La réalisatrice burkinabè Delphine  Yerbanga  a été reçue à  la 9e édition du festival KOUDOUGOU Doc  au cours d’un Ciné Café.  Au cours de cette activité, elle est revenu sur la naissance, le développement jusqu’à la finalisation de son film. C’était le vendredi 29 avril à Koudougou.

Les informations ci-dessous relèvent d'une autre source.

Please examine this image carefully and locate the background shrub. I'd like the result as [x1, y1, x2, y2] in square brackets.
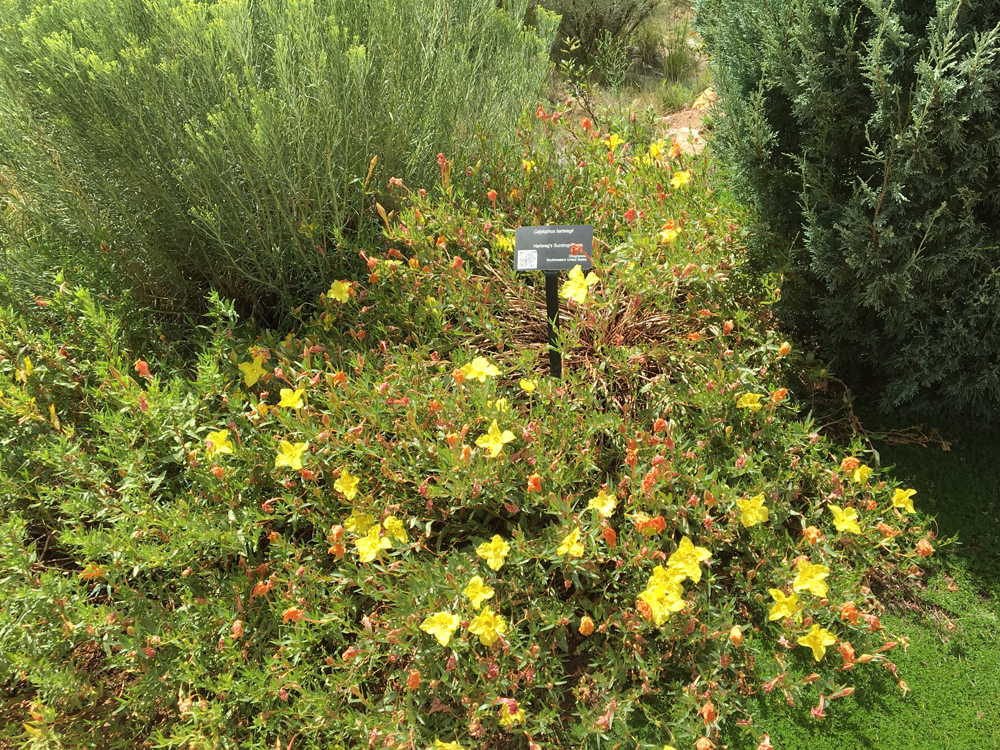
[697, 0, 1000, 411]
[0, 0, 555, 318]
[540, 0, 663, 62]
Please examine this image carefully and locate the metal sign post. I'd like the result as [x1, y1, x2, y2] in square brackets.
[514, 224, 594, 378]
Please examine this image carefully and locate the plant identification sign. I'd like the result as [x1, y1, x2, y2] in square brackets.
[514, 224, 594, 273]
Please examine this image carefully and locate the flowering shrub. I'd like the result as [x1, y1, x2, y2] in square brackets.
[0, 112, 933, 750]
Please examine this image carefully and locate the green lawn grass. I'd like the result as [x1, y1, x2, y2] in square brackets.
[725, 412, 1000, 750]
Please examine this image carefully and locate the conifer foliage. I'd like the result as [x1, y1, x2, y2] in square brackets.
[698, 0, 1000, 412]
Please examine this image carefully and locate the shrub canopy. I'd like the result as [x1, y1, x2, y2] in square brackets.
[0, 110, 931, 750]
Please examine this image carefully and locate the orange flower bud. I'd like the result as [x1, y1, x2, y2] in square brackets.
[840, 456, 861, 471]
[601, 526, 618, 549]
[406, 669, 420, 690]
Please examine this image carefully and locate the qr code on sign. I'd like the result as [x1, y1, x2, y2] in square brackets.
[517, 250, 538, 271]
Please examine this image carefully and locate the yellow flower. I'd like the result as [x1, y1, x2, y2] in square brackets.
[382, 516, 410, 544]
[205, 430, 233, 458]
[667, 537, 712, 583]
[476, 419, 514, 458]
[420, 612, 461, 648]
[670, 169, 691, 190]
[344, 510, 375, 534]
[736, 393, 764, 411]
[556, 527, 583, 557]
[587, 490, 617, 518]
[476, 534, 510, 570]
[851, 464, 872, 484]
[792, 560, 830, 598]
[326, 281, 351, 304]
[333, 466, 360, 502]
[462, 576, 494, 609]
[767, 589, 802, 621]
[459, 357, 500, 383]
[274, 440, 309, 471]
[798, 624, 837, 661]
[354, 524, 392, 562]
[639, 565, 684, 627]
[736, 495, 768, 529]
[660, 227, 681, 245]
[829, 503, 861, 534]
[892, 488, 917, 513]
[469, 607, 507, 646]
[500, 706, 524, 727]
[559, 264, 599, 305]
[14, 354, 35, 385]
[278, 388, 306, 409]
[237, 357, 264, 388]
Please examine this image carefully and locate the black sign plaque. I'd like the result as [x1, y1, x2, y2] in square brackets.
[514, 224, 594, 272]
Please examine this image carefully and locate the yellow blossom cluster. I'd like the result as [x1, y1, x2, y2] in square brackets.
[639, 537, 712, 626]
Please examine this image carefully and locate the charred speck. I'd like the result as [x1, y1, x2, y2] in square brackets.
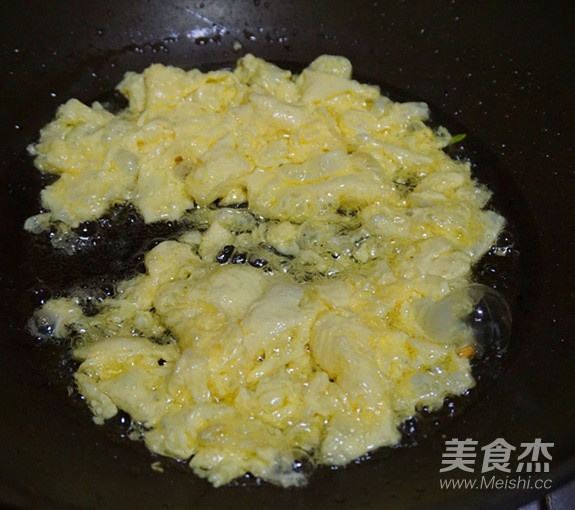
[216, 244, 234, 264]
[82, 299, 100, 317]
[232, 253, 248, 264]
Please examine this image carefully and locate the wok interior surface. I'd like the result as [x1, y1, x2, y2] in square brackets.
[0, 0, 575, 508]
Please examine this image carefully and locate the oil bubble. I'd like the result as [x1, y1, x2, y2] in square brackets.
[417, 283, 511, 354]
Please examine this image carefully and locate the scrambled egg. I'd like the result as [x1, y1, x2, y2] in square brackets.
[26, 55, 504, 486]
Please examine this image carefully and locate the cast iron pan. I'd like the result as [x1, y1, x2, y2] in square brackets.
[0, 0, 575, 509]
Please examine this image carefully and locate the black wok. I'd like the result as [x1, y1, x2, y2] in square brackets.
[0, 0, 575, 509]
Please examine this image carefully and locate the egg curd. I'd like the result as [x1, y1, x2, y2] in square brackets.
[26, 55, 504, 486]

C’est une première  à  Koudougou Doc. Et c’est la réalisatrice Delphine Yerbanga qui a été reçue pour l’activité  avec son film « Les Traces d’un Migrant » produit par la société Pilumpiku Production.   A la 27e  édition  du FESPACO, le film avait été  bien accueilli par  le public  et avait même reçu le grand prix  du Président du Faso.   A Koudougou  également, le film  a mobilisé  du monde.   Comme le principe du ciné café  l’exige, la  réalisatrice, après la projection du film s’est mise  à la disposition des animateurs du café et du public. L’exercice était  de permettre au public de comprendre  la démarche et les motivations profondes  qui ont permis la réalisation du film.

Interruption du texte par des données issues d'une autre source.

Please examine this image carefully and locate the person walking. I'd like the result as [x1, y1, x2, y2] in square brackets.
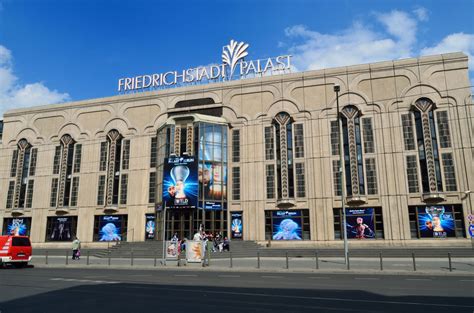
[72, 237, 81, 260]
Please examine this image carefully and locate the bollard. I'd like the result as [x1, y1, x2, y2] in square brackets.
[379, 252, 383, 271]
[448, 252, 453, 272]
[314, 251, 319, 270]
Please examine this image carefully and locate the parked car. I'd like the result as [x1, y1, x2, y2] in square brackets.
[0, 236, 32, 268]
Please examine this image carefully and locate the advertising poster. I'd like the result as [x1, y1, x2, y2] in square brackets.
[145, 214, 156, 240]
[272, 210, 302, 240]
[346, 208, 375, 239]
[417, 205, 456, 238]
[99, 215, 122, 241]
[46, 216, 77, 241]
[166, 241, 179, 260]
[230, 212, 243, 239]
[186, 240, 203, 263]
[3, 217, 31, 236]
[163, 157, 198, 209]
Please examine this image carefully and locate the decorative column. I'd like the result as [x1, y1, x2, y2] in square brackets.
[105, 129, 120, 207]
[56, 135, 74, 207]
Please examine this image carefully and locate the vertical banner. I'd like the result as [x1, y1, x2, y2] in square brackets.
[417, 205, 456, 238]
[163, 157, 198, 209]
[272, 210, 302, 240]
[230, 212, 243, 239]
[3, 217, 31, 236]
[145, 214, 156, 240]
[186, 240, 203, 263]
[346, 208, 375, 239]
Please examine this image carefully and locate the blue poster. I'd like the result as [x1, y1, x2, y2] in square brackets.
[417, 205, 456, 238]
[163, 157, 198, 209]
[346, 208, 375, 239]
[272, 210, 302, 240]
[230, 212, 243, 239]
[145, 214, 156, 240]
[3, 217, 31, 236]
[99, 215, 122, 241]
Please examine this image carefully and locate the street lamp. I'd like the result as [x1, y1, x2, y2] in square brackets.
[334, 84, 349, 264]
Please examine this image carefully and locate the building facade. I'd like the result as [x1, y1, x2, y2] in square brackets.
[0, 53, 474, 246]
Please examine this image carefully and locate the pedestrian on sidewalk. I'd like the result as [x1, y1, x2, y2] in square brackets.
[72, 237, 81, 260]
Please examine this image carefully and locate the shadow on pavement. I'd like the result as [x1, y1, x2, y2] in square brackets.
[0, 283, 474, 313]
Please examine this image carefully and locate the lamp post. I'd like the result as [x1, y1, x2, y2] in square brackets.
[334, 85, 349, 264]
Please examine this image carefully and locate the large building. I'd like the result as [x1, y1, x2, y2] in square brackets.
[0, 53, 474, 247]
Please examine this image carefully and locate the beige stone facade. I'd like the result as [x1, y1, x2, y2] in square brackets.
[0, 53, 474, 246]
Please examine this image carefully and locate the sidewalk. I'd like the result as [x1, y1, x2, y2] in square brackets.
[31, 255, 474, 277]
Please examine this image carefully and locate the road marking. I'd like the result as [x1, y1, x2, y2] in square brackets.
[174, 274, 197, 277]
[49, 277, 120, 284]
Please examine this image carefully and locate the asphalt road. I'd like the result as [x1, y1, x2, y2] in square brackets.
[0, 267, 474, 313]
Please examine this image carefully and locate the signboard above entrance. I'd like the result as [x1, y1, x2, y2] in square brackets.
[118, 40, 291, 92]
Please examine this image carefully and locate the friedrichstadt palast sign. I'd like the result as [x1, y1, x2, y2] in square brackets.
[118, 40, 291, 92]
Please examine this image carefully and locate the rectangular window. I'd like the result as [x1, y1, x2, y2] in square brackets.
[265, 126, 275, 160]
[441, 153, 457, 191]
[148, 172, 156, 203]
[332, 160, 342, 196]
[295, 163, 306, 198]
[49, 178, 59, 208]
[6, 180, 15, 209]
[232, 129, 240, 162]
[97, 175, 105, 205]
[362, 117, 375, 153]
[232, 167, 240, 200]
[266, 164, 275, 199]
[74, 144, 82, 173]
[293, 124, 304, 158]
[71, 177, 79, 206]
[407, 155, 420, 193]
[53, 146, 61, 175]
[29, 148, 38, 176]
[402, 113, 415, 150]
[122, 139, 130, 170]
[120, 174, 128, 204]
[99, 141, 107, 171]
[10, 150, 18, 177]
[150, 137, 158, 168]
[436, 111, 451, 148]
[25, 179, 35, 208]
[365, 158, 378, 195]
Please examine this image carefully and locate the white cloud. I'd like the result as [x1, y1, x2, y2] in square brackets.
[285, 8, 474, 78]
[0, 45, 70, 117]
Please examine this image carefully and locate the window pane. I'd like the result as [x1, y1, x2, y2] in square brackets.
[442, 153, 457, 191]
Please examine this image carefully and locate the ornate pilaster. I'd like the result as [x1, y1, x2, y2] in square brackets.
[105, 129, 120, 207]
[56, 135, 74, 207]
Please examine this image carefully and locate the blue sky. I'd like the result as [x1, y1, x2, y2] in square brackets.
[0, 0, 474, 116]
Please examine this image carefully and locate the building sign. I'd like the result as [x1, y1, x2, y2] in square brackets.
[272, 210, 302, 240]
[118, 40, 291, 92]
[346, 208, 375, 239]
[163, 157, 199, 209]
[417, 205, 456, 238]
[145, 214, 156, 240]
[230, 212, 243, 239]
[3, 217, 31, 236]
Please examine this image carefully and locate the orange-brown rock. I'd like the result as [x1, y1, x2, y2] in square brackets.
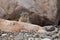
[0, 19, 42, 32]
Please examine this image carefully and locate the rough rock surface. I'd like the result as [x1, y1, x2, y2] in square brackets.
[0, 19, 42, 32]
[0, 0, 57, 25]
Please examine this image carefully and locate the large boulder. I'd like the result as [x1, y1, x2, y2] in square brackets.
[0, 19, 43, 32]
[0, 0, 57, 25]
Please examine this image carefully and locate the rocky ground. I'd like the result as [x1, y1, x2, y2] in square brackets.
[0, 26, 60, 40]
[0, 0, 60, 40]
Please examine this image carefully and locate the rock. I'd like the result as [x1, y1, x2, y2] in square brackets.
[0, 19, 43, 32]
[0, 0, 57, 25]
[41, 38, 51, 40]
[44, 26, 55, 31]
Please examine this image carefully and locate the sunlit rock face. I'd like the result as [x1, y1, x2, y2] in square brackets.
[0, 0, 57, 25]
[0, 19, 43, 32]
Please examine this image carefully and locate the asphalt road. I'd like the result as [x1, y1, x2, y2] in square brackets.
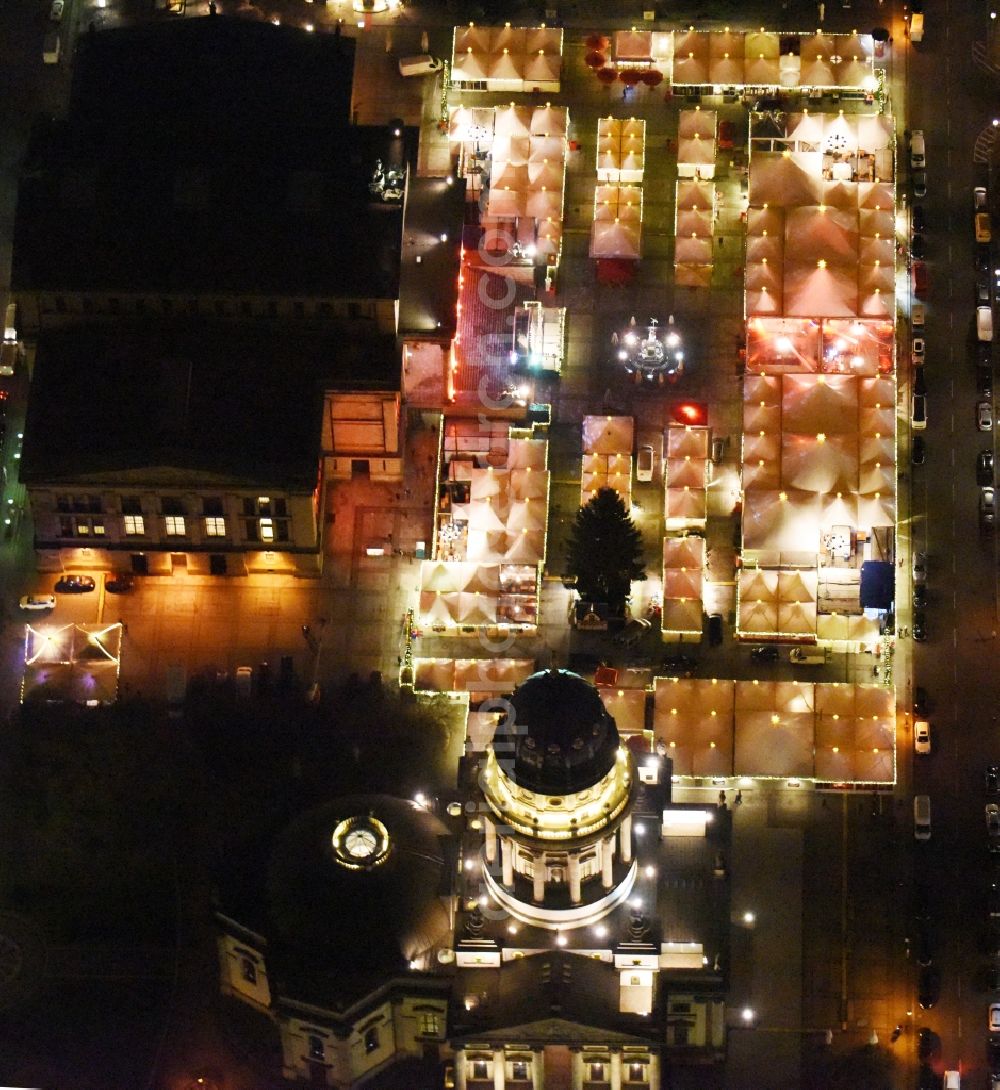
[901, 0, 1000, 1087]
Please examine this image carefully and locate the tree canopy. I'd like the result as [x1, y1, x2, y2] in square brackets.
[566, 488, 646, 614]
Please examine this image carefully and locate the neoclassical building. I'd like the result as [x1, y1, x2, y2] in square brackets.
[480, 670, 636, 930]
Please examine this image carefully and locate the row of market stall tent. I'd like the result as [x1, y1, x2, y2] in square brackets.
[580, 416, 635, 507]
[450, 23, 563, 94]
[587, 29, 878, 94]
[652, 678, 895, 784]
[448, 102, 569, 264]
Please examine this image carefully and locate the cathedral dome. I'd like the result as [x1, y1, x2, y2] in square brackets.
[493, 670, 619, 795]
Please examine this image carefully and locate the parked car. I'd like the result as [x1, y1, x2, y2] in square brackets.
[986, 802, 1000, 851]
[660, 655, 698, 677]
[105, 571, 135, 594]
[979, 488, 997, 530]
[913, 719, 930, 756]
[917, 965, 941, 1010]
[56, 576, 97, 594]
[913, 553, 927, 583]
[19, 594, 56, 609]
[913, 685, 930, 715]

Les  grandes œuvres  naissent souvent  au  coin d’une  rue  ou dans la porte d’un restaurant a dit  l’écrivain français Albert Camus. Et cette affirmation cadre au mieux l’origine du film de  la réalisatrice Delphine  Yerbanga.  En effet ,  l’idée du film qui retrace  la vie d’un migrant  burkinabé du nom d’Abdoulaye Ouédraogo qui a laissé  sa progéniture  restée inconnue de sa famille  dans plusieurs pays comme la Côte-d’Ivoire, le Sénégal et la Guinée Conakry a  pris  naissance   dans les rues de saint Louis au Sénégal au cours d’une rencontre fortuite  de la réalisatrice  avec deux  jeunes dames.  « C’est alors  que je réalisais   mon film d’école  pour mon mémoire de Master II  dans ladite ville que j’ai interviewé  les dames. C’est avoir écouté les interviews qu’un des professeurs m’a dit que les filles (Adama et Awa) disaient qu’elles étaient des burkinabé mais qu’elles étaient à la recherche de leur père »  explique  Delphine Yerbanga.

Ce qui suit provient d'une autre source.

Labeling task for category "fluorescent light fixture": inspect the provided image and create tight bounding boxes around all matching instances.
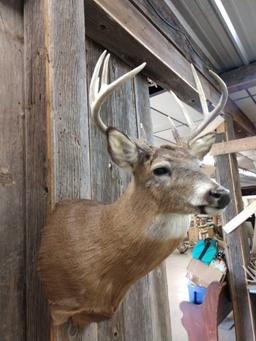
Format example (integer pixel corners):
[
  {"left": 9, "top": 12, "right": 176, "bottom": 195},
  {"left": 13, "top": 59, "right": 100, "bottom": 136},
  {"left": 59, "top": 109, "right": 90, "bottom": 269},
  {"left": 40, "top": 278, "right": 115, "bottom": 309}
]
[
  {"left": 238, "top": 168, "right": 256, "bottom": 178},
  {"left": 202, "top": 154, "right": 215, "bottom": 166},
  {"left": 214, "top": 0, "right": 249, "bottom": 64}
]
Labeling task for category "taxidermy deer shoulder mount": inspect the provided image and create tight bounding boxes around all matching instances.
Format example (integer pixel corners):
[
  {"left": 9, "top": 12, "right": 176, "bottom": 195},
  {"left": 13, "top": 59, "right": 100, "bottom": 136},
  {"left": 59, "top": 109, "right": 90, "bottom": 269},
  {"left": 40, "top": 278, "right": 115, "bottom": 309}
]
[{"left": 39, "top": 51, "right": 230, "bottom": 325}]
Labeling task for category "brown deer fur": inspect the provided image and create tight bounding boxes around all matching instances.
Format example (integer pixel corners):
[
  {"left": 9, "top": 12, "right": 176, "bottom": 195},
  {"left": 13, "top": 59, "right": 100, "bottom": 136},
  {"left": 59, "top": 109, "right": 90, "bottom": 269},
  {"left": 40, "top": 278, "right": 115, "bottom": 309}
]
[{"left": 39, "top": 128, "right": 228, "bottom": 325}]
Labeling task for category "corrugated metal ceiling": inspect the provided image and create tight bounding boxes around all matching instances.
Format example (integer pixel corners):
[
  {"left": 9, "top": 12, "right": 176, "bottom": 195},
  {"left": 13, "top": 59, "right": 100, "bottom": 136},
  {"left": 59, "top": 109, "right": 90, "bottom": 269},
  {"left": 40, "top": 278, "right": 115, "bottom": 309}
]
[
  {"left": 150, "top": 0, "right": 256, "bottom": 186},
  {"left": 168, "top": 0, "right": 256, "bottom": 72}
]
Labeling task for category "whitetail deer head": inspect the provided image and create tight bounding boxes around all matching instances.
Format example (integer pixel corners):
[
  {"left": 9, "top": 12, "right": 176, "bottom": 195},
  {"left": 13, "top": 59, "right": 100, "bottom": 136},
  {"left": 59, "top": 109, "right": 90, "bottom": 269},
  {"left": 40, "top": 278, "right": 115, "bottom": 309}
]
[{"left": 39, "top": 52, "right": 230, "bottom": 324}]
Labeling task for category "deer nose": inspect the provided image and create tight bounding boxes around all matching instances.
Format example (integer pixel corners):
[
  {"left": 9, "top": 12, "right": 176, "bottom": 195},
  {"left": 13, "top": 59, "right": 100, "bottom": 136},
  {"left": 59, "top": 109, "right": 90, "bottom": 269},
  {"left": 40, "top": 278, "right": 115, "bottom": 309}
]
[{"left": 209, "top": 187, "right": 230, "bottom": 209}]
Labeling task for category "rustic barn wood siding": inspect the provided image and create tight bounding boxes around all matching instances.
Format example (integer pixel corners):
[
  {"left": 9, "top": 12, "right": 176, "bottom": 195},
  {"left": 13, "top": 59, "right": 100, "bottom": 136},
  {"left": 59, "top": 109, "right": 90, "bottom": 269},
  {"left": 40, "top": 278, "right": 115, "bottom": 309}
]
[
  {"left": 0, "top": 0, "right": 171, "bottom": 341},
  {"left": 0, "top": 0, "right": 26, "bottom": 341},
  {"left": 49, "top": 33, "right": 171, "bottom": 341},
  {"left": 24, "top": 0, "right": 50, "bottom": 341}
]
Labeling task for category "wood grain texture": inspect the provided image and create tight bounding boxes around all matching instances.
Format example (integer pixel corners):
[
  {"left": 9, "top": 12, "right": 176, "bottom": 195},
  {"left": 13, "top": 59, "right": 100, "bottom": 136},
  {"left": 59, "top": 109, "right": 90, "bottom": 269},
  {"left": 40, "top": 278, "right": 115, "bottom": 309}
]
[
  {"left": 0, "top": 0, "right": 26, "bottom": 341},
  {"left": 129, "top": 0, "right": 214, "bottom": 75},
  {"left": 24, "top": 0, "right": 50, "bottom": 341},
  {"left": 44, "top": 0, "right": 92, "bottom": 341},
  {"left": 46, "top": 0, "right": 90, "bottom": 205},
  {"left": 87, "top": 39, "right": 171, "bottom": 341},
  {"left": 215, "top": 117, "right": 255, "bottom": 341}
]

Le public était sorti nombreux pour suivre le ciné-café

En tant que  cinéaste elle a donc  décidé de prendre la caméra et  de suivre  l’histoire des jeunes dames. Elle souligne  par-là que le projet a été rejeté  à plusieurs  reprises « Quand j’ai présenté mon projet au début, on m’a  qu’il n’avait pas d’histoire  dans mon projet ». Mais loin de se décourager, elle a continué de poursuivre  ses  recherches sur le géniteur des jumelles  jusqu’à découvrir le petit frère de celui-ci  du nom de Drissa Ouédraogo  à Ouahigouya.  En 2017, le projet est présenté à Ouaga Producer Lab . Et par la suite  il a bénéficié  de fonds  et des bourses de plusieurs  pays comme le Maroc et l’Afrique du Sud et le gouvernement burkinabè à travers le fonds Covid19 de soutien aux acteurs de la culture.

 C’est avec ses soutiens qu’elle a achevé  le tournage en 2020 soit 8 ans après sa rencontre avec les sœurs jumelles. Le réalisateur et animateur du café cine  Serge Armel Sawadogo  pour sa part a interrogé  la réalisatrice sur la réussite de tournage  «  On a une caméra qui se pose et laisse les gens vivre et on aimerait  savoir quel a  été le secret  pour que les personnages  se livrent  avec  autant  de sincérité devant la caméra ».  « J’ai eu 7 ans de relation avec les personnages surtout les jumelles que j’ai connu en 2012 et je quand je  partais  au Sénégal  je les rendais visite. Elles se sentaient en confiance » répond la réalisatrice  avant d’ajouter  que  la plupart des images utilisées  étaient des images surprises.  Et c’est cela la particularité du film documentaire selon elle. « C’est sur le terrain que l’histoire se réécrit. La surprise apporte toujours  un plus au documentaire ».  Elle a par ailleurs  signifié que sortie officielle du film sera effective en 2022 en Afrique du Sud.